When it comes to SEO, the two crucial tags are <title> and <meta name="description">.

I handle those in _seo_tags.antlers.html which also includes some social sharing goodies.

<!-- resources/views/_seo_tags.antlers.html -->

<title>{{ seo_title ?? seo_title ?? title }} — {{ settings:site_name }}</title>
<meta name="description" content="{{ seo_description ?? seo_description ?? content | strip_tags | entities | trim | safe_truncate:160 }}">
// social
<meta name="twitter:card" value="summary">
<meta property="og:title" content="{{ seo_title ?? seo_title ?? title }}" />
<meta property="og:type" content="article" />
<meta property="og:url" content="{{ page:permalink }}" />
{{ if seo_image || featured_image }}
<meta property="og:image" content="{{ seo_image ?? seo_image:url ?? featured_image }}" />
{{ /if }}
<meta property="og:description" content="{{ seo_description ?? seo_description ?? content | strip_tags | trim | entities | safe_truncate:160 }}" />

So as well as the title and description we’ve also got the basic, bare minimum Open Graph tags for enabling rich content when links are shared on websites or apps.

There are also fallbacks for our seo_title and seo_description using the default title and content fields and with the description we’re making use of some Statamic modifiers to keep our output clean.

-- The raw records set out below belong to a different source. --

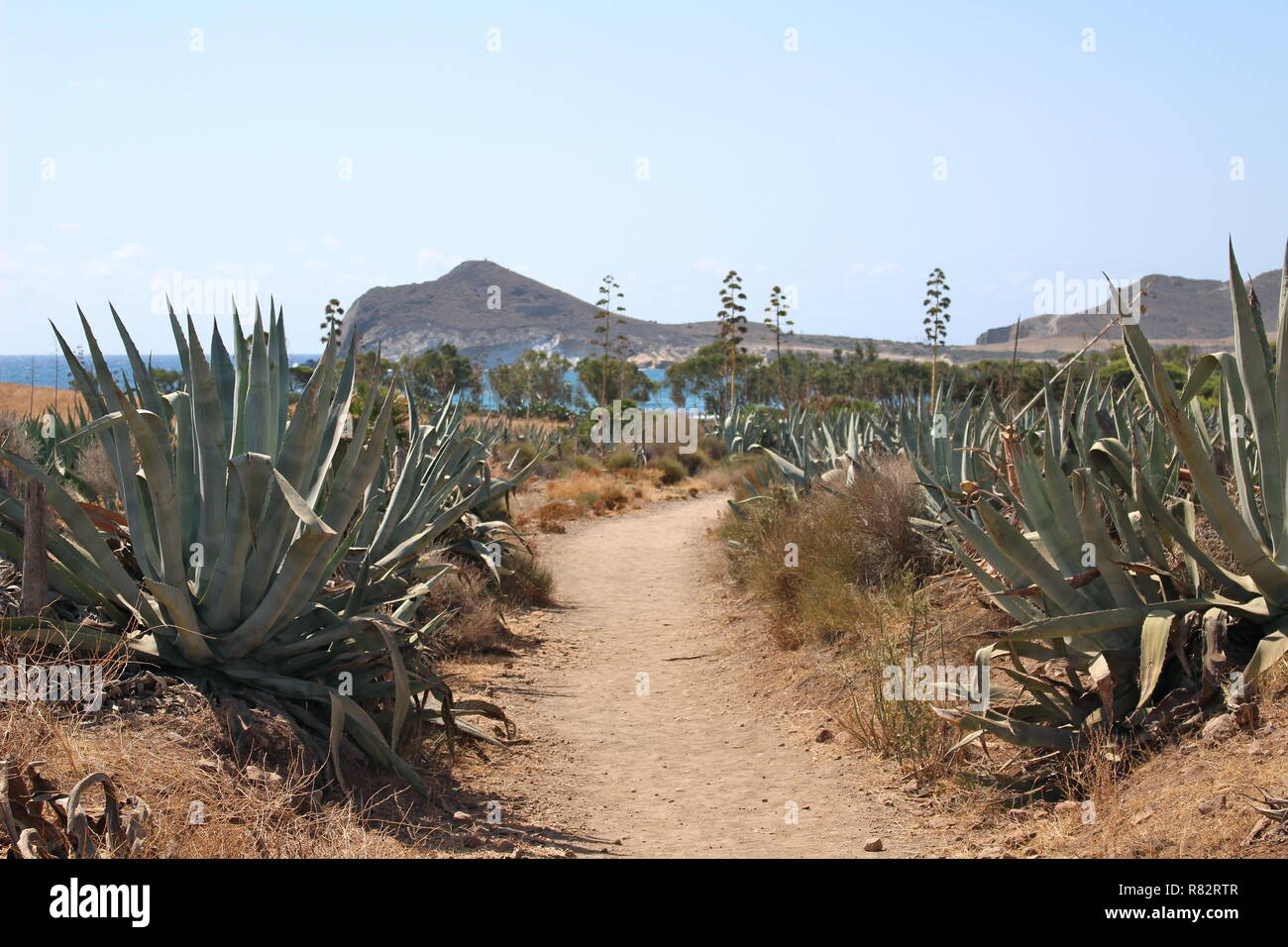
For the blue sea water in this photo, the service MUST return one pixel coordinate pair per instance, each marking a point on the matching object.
(51, 371)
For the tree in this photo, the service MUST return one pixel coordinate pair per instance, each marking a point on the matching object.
(533, 384)
(733, 330)
(936, 320)
(434, 373)
(331, 321)
(776, 320)
(613, 384)
(608, 292)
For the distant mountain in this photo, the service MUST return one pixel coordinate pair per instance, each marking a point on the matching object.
(488, 311)
(493, 313)
(1177, 309)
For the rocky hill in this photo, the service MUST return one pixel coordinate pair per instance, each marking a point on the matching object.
(490, 312)
(493, 313)
(1177, 309)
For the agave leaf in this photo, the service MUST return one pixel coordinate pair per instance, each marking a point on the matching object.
(1154, 635)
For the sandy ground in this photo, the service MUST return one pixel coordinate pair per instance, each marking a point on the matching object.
(648, 718)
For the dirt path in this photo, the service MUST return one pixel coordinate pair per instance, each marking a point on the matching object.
(651, 732)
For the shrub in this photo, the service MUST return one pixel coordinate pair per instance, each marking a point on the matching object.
(695, 463)
(619, 460)
(673, 471)
(712, 446)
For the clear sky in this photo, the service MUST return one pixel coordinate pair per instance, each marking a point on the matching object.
(316, 150)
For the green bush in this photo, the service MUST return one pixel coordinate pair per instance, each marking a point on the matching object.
(673, 471)
(695, 463)
(619, 460)
(712, 446)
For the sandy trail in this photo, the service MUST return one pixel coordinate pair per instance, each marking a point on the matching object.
(647, 724)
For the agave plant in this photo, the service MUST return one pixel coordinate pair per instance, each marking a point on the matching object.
(239, 513)
(1076, 548)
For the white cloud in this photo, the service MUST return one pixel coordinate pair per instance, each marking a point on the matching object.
(883, 268)
(712, 264)
(112, 262)
(436, 262)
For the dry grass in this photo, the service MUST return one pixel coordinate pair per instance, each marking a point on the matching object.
(1190, 800)
(855, 603)
(168, 749)
(29, 401)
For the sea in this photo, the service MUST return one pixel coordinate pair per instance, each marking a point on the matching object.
(51, 371)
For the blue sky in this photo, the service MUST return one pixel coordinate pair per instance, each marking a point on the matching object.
(316, 150)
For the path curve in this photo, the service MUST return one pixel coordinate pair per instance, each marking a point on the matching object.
(647, 731)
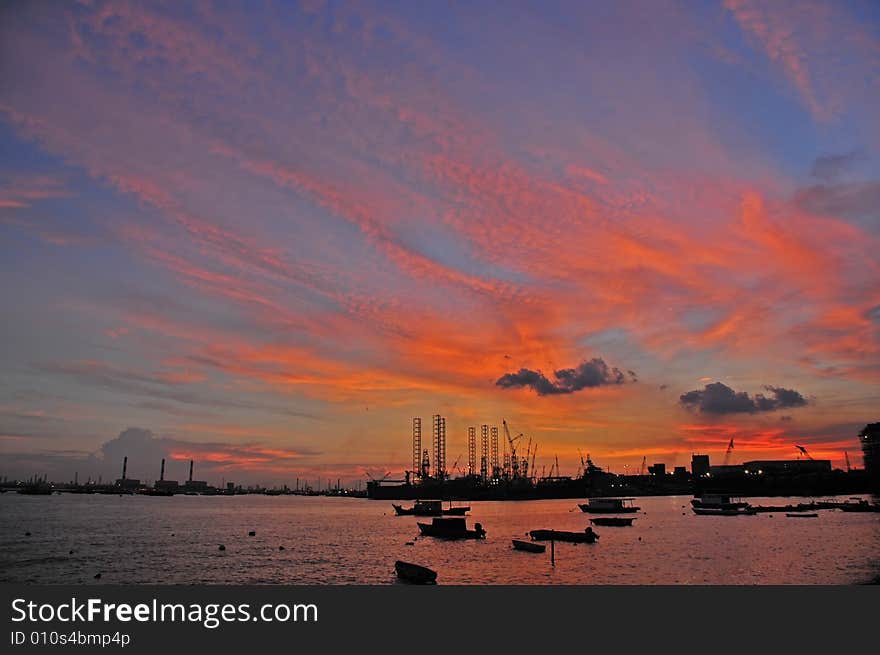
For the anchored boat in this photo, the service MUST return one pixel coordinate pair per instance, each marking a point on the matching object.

This example also assumes you’re using a featured_image field for your post or page main image, with the SEO Image we set up obviously taking precedent. (You could also go one step further and add a global fallback image but this solution should be fine for most).

Finally, our JSON-LD. This is by no means essential but it is beneficial and allows you to share more detailed information about your pages with search engines.

My scenario is a common one - a corporate website with a blog. Occasionally the client uses authored content, otherwise the content is published as the organisation.

<!-- resources/views/_json_ld.antlers.html -->

<script type="application/ld+json">
{
  "@context": "https://schema.org/",
  "@type": "{{ if collection:handle === 'posts' }}blogPost{{ else }}Corporation{{ /if }}",
  "name": "{{ title }}",
  "author": {
    "@type": "{{ if author }}Person{{ else }}Organization{{ /if }}",
    "name": "{{ if author }}{{ author:title }}{{ else }}CompanyName{{ /if }}"
  },
  "datePublished": "{{ date format="Y-m-d" }}",
  "description": "{{ description ?? description ?? content | strip_tags | trim | entities | safe_truncate:160 }}"
}
</script>

You can see I’m making use of an author field in a conditional to switch between Person and Organization or to display the authors name versus the company name.

Check out schema.org for an official list of valid properties or Steal our JSON-LD for a friendlier explanation of the various properties and battle-tested strategies.

Don’t forget to check the validity of your JSON+LD with something like Google’s Structured Data Testing Tool.